Tuning vs. Training, Nazar Amulets, and Sentiment

Lexalytics’ AI-based “natural language understanding” uses a hybrid of many different sorts of machine learning, combined with dictionaries and NLP code.  We are not wedded to any one sort of technology (e.g. we use “deep learning,” but also use Bayesian networks.). This is in marked difference to all but a few of our competitors. It’s hard to do this – it’s much easier to focus on a single technology, like, say, supervised machine learning with neural networks.

Unsurprisingly, we believe that our approach has significant advantages.

One of these advantages is that we can both “tune” and “train” our system. Tuning means just reaching in and placing a line in a file (or turning a knob) that tells the system exactly what we want it to do. Training means gathering a set of examples, annotating them if necessary, and teaching the system through these examples.

Tune first, then train (if necessary). Tuning is fast, easy, and can be done ahead of time.  Training must be done with historical data, which must be gathered from the real world.

As an example of this, Lexalytics was the first text mining company to understand emoji and be able to calculate emoji sentiment value as well as any semantic value carried therein.  (For example, 😁 is positive, and ⚓ doesn’t carry any sentiment, but carries semantic/contextual information of “anchor,” “nautical,” and “boating.”

With some interesting technical exceptions that we’ll probably discuss in a future blog post, it was relatively easy for us to support Emoji in the first place, and recent events let us show off our capabilities.

The Unicode Consortium (long shall they live) have seen fit to grace the world with Emoji 11.0.

As a bit of background, “The Unicode Consortium is a non-profit corporation devoted to developing, maintaining, and promoting software internationalization standards and data, particularly the Unicode Standard, which specifies the representation of text in all modern software products and standards.” So, if you are reading something (like this blog post), you almost certainly have the folks over at the Unicode Consortium to thank.  As part of their responsibilities, they handle the international standards for emoji.
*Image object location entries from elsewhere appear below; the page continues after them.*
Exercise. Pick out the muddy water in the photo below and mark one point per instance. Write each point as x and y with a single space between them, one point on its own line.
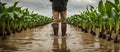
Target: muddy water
41 39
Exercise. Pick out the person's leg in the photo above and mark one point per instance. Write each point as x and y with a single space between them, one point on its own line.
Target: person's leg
63 24
55 22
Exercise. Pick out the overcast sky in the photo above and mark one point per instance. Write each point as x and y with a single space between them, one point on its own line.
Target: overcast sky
44 7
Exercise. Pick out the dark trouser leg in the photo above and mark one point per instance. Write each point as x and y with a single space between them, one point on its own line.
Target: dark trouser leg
63 24
55 22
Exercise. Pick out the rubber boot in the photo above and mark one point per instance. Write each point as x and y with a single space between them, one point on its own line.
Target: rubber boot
63 28
55 28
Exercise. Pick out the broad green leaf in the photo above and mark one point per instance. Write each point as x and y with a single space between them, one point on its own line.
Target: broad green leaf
11 15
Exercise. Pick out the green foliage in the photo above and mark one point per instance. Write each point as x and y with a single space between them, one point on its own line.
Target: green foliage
16 18
106 17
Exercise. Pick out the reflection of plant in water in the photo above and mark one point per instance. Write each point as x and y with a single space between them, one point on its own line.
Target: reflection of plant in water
56 47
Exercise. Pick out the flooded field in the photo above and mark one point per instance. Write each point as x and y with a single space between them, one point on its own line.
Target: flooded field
41 39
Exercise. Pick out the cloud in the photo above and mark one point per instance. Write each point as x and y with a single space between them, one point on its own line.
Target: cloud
44 6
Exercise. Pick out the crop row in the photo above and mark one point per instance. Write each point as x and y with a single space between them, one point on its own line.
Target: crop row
106 18
15 19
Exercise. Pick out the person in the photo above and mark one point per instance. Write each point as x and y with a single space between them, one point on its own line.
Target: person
59 7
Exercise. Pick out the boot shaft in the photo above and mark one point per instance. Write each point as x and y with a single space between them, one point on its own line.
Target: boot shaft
55 28
63 28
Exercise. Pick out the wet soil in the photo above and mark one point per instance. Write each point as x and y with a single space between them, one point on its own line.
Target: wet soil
41 39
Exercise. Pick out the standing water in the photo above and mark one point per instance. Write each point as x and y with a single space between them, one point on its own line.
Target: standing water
40 39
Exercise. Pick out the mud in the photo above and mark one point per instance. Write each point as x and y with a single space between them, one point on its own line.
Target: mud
41 39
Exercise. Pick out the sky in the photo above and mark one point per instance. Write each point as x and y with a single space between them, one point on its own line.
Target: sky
43 7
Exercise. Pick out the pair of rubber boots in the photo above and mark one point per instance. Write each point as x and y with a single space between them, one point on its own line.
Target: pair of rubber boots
56 28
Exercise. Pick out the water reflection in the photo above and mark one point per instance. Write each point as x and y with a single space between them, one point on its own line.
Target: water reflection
60 47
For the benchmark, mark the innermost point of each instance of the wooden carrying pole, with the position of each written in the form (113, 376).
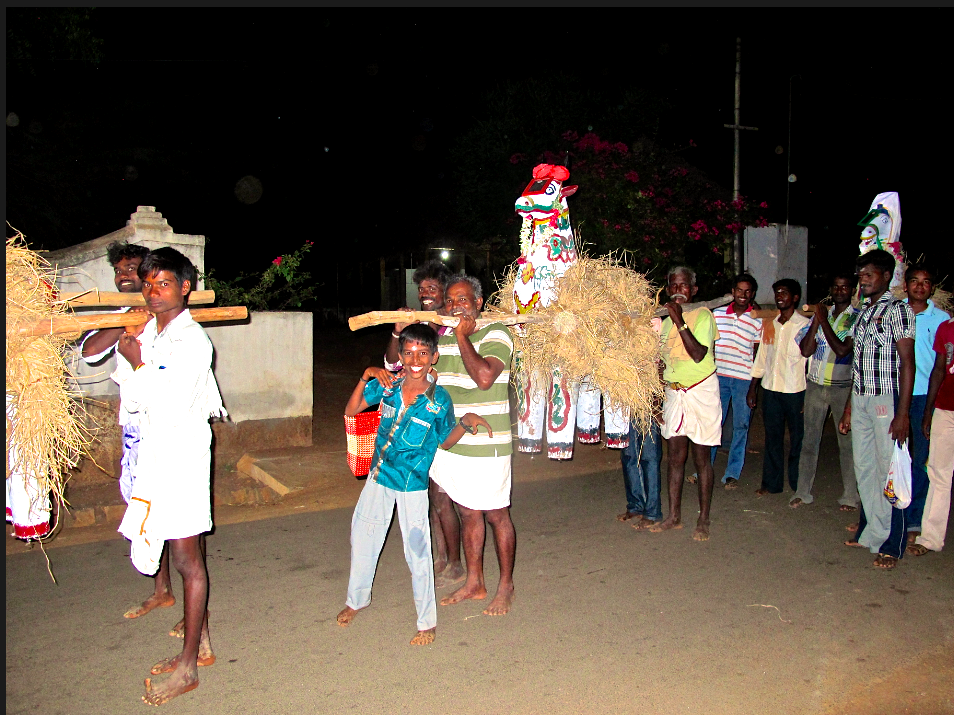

Each device vendor is responsible for how the emoji looks on their device, but the basic “U+1F600 means 😀” comes from the Unicode Consortium.

Now we have a shiny new set of emoji to play with, including the Asian red gift envelope, petri dishsmiling face with 3 hearts, and the Nazar Amulet. Oddly smiling face with 3 hearts contains 4 total hearts.  There’s over a hundred new emoji, so you should go check out the linked blog post above, or go to Emojipedia.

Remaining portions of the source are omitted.